Uma ex-juíza, que atuou num tribunal de família em Cabul e agora está no exílio, disse: “Não há independência judicial, não há procedimentos judiciais justos e não há acesso a advogados de defesa. Tínhamos construído um sistema jurídico com regras e, da noite para o dia, [os Talibãs] transformaram-no em algo assustador e imprevisível”.

Sob o regime talibã, os processos judiciais são frequentemente realizados em segredo. Não existe um sistema de supervisão pública e as decisões judiciais não são documentadas nem explicadas. As pessoas são detidas sem mandado, presas sem julgamento e, em alguns casos, simplesmente desaparecem à força. Um ex-procurador disse: “Antes de agosto de 2021, tínhamos de justificar todas as detenções com documentação e investigação, mas agora alguém pode ser detido pelas suas roupas ou por se manifestar, e ninguém pergunta porquê”.
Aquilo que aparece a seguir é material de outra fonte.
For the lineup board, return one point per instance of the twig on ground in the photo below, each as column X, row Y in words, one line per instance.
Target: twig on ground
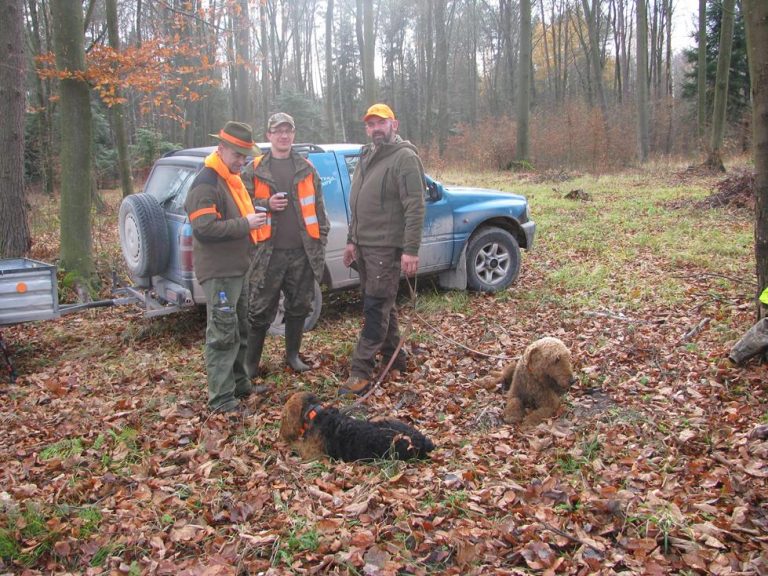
column 571, row 538
column 717, row 275
column 612, row 315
As sentenças proferidas sem julgamento justo ou revisão legal adequada resultam frequentemente em punições públicas — incluindo chicotadas e execuções — realizadas em praças e estádios desportivos. Estes atos violam o direito à dignidade e à proteção contra a tortura e as execuções extrajudiciais. Várias testemunhas recordaram ter visto jovens chicoteados em público por ouvirem música ou mulheres detidas por não estarem totalmente cobertas. Estes espetáculos não são apenas punições; são instrumentos de medo e controlo. O ex-procurador acrescentou: “Todos vivemos com medo de nos tornarmos o próximo exemplo”.

“O sistema judicial dos Talibãs mina os princípios básicos de justiça, transparência, responsabilidade e dignidade. Não é construído com base na proteção dos direitos humanos, mas no medo e no controlo. Para muitos afegãos, especialmente mulheres, a justiça já não é algo que possam procurar. É algo sem o qual precisam sobreviver”, disse Samira Hamidi.

“Para muitos afegãos, especialmente mulheres, a justiça já não é algo que possam procurar. É algo sem o qual precisam sobreviver”

Samira Hamidi

Os Talibãs devem reverter imediatamente os seus decretos draconianos, acabar com as punições corporais e respeitar os direitos humanos de todas as pessoas no país. E os Talibãs também devem respeitar, proteger e defender ativamente, e de forma eficaz, a independência judicial e o Estado de direito, incluindo através da reforma do sistema judicial e da garantia de que juízes, advogados, procuradores e outros especialistas jurídicos possam prestar serviços à população afegã, em conformidade com as obrigações internacionais do país em matéria de direitos humanos.

A Amnistia Internacional apela à comunidade internacional para que tome medidas imediatas, através de pressão diplomática e de um envolvimento baseado em princípios com as autoridades de facto dos Talibãs, para exigir o restabelecimento de um sistema jurídico formal, a proteção dos direitos humanos e o Estado de direito no Afeganistão.